A little background – the British discovered this place, just south of Christchurch, almost 200 years ago and the French settled here. History lesson over, it still has a real French feel today. The street names are French, the shops have a Parisienne feel and the petrol station uses the word ‘l’essence’ (which doesn’t take a rocket scientist to work out means petrol).
Don’t get me wrong, its not like disembarking a ferry at Calais and being greeted by frogs legs, snails and a rude French lady staring at you, but it does have a certain ‘je ne sais quoi’. (see what I did there?).
The scenery was so picturesque. The place was tranquil. The boats were cute. It’s the perfect place to retire to. Or run a cute B&B. Being the low season, there weren’t many people around but I’m told it gets incredibly busy in the summer. The list of things to do is long, including swimming with dolphins in the harbour. So I’ll be returning for that.
The stand out moment of the day however? The beautiful blue water? The rolling hills? Perhaps the little cute boats? Or the French theme in a country that was once part of the British Empire that’s not really an empire anymore? Nope. It was eating fish & chips.
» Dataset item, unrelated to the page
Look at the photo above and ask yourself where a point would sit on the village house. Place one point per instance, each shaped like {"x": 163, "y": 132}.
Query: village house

We had fish & chips for lunch. And ate it with our hands. I refused to take it seriously and thought Devon was having me on. But as he picked up the fish and brought it to his mouth I suddenly realised it was no joke. I was going to dip piping hot battered fish into tartare sauce and eat it with my hands. Anyone who knows me will know I can’t wear anything white to a meal. I just have this magical ability to drop anything destined for my mouth.
I mean it’s a first world problem in the grand scheme of things. I feel like I’ve embraced many Kiwi things – the fact a ‘dairy’ shop sells more than dairy. A ‘lolly’ is a sweet and doesn’t come on a stick. Pineapple lumps. Jandles. Wellies being called gum boots. Rugby. The list goes on. But I really can’t get my head around this one.
Since arriving here, I’ve been quick to shoot down anybody who told me that ‘coming to NZ was like going back in time to a 1960’s UK’. The social views are far more developed than back home and cash here is virtually a thing of the past, for example. Even the old people use contactless. You can even design your own burger at McDonalds.
But eating fish and chips with my hands? I’m going to struggle with this one.